Algernon Pemberton, Koordinator eines Blumenzuchtvorhabens im Landwirtschaftsministerium von St. Lucia, der 1992 an einem CITC-Programm für Blumenanbau teilnahm, war besonders von der praxisbezogenen Vorgehensweise beeindruckt. "Es ist phantastisch, wieviel an Wissen ich über die Blumenzucht hinzugewonnen habe", schwärmt Pemberton.

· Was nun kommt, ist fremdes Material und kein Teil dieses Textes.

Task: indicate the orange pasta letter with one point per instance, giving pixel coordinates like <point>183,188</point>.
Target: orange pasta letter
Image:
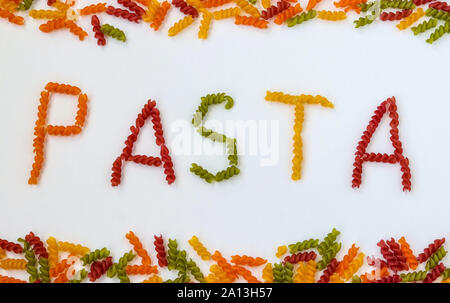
<point>41,129</point>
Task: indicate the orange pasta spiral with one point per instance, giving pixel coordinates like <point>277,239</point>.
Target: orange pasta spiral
<point>13,264</point>
<point>141,269</point>
<point>160,15</point>
<point>52,25</point>
<point>138,248</point>
<point>76,30</point>
<point>5,279</point>
<point>289,13</point>
<point>251,21</point>
<point>18,20</point>
<point>246,260</point>
<point>407,252</point>
<point>348,258</point>
<point>93,9</point>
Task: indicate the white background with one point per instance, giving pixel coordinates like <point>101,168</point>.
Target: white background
<point>262,208</point>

Die Teilnehmer besichtigten Zuchtanstalten und Blumenmärkte auf ganz Taiwan, bevor sie zu Experimenten mit einigen neuen Theorien in den hiesigen Labors übergingen. "Am besten ist es, den letzten Stand der Technik im landwirtschaftlichen Bereich zur Anwendung kommen zu sehen", meint Pemberton. "Auf Taiwan verwendet man Computer in der Landwirtschaft. Bei uns nicht."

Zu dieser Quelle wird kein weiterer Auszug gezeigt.